Entertainment

Cult Movie: 1971 thriller See No Evil a 'genuinely tense mini masterpiece'

See No Evil

YOU couldn't move for so called 'women in peril' thrillers in the late 60s and early 70s. British cinema screens of the time were rammed with tales of vulnerable young women being pursued relentlessly in claustrophobic settings by crazy psycho killers.

These stark but effective little affairs were usually short and tense and resembled something Alfred Hitchcock might have tossed off in an afternoon if he was in the mood to make an Italian Giallo thriller.

Director Richard Fleischer’s See No Evil (or, to give it its British title, Blind Terror) from 1971 is a perfect example of this short-lived trend.

Written by master TV scribe Brian Clemens – whose Thriller TV series from the same era mined similarly sordid themes week in and week out – it's a note-perfect reflection of early 1970s Britain in all its grim glory.

Everything is shot through a shimmering haze of grimy flock wall papered boozers, well-to-do country piles and simmering class resentment.

Mia Farrow is Sarah, a young blind woman who returns to the scene of the riding accident that blinded her to recuperate with her wealthy aunt and uncle in their country mansion.

The future Mrs Woody Allen is at her post Rosemary’s Baby vulnerable best here and she slowly cranks up the hysteria with impressive ease.

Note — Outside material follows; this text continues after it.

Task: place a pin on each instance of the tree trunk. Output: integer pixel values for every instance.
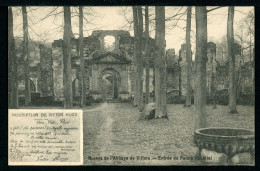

An old flame (played by Norman Eshley) calls by to help Sarah get over her trauma by taking her out on horseback once again, but as the couple head off riding across the fields, a psycho who has been stalking the family – and who we’ve only seen via a series of close-ups of their fancy cowboy boots (that Italian Giallo thriller debt again) – slips into the house and, thankfully off camera, butchers everyone there.

Once the timid Sarah returns, the real horror begins, as she innocently tramps around the house blissfully unaware various family members are lying in bloodstained messes all over the place.

A sequence where she runs a bath for herself only to feel for a plug and find the naked corpse of her uncle instead is genuinely horrific, and the tension increases further when she discovers an identity bracelet the killer has left behind.

With his return imminent, the traumatised Sarah jumps on a horse and tries to make good her escape.

There’s fun to be had guessing which of the parade of surly stable hands and hangers-on might be responsible, and there are a group of travellers living nearby who are initially blamed for it all – but the actual identity of the cowboy boots-clad assailant is kept secret until the final moments.

Sometimes dismissively compared to the undeniably similar but more complex 1967 thriller Wait Until Dark which gave Audrey Hepburn the tormented blind woman central role, See No Evil is very much its own beast and deserves a much better reputation than it currently has.

Cold, genuinely tense and exhausting to watch this is a mini-masterpiece of mood and atmosphere.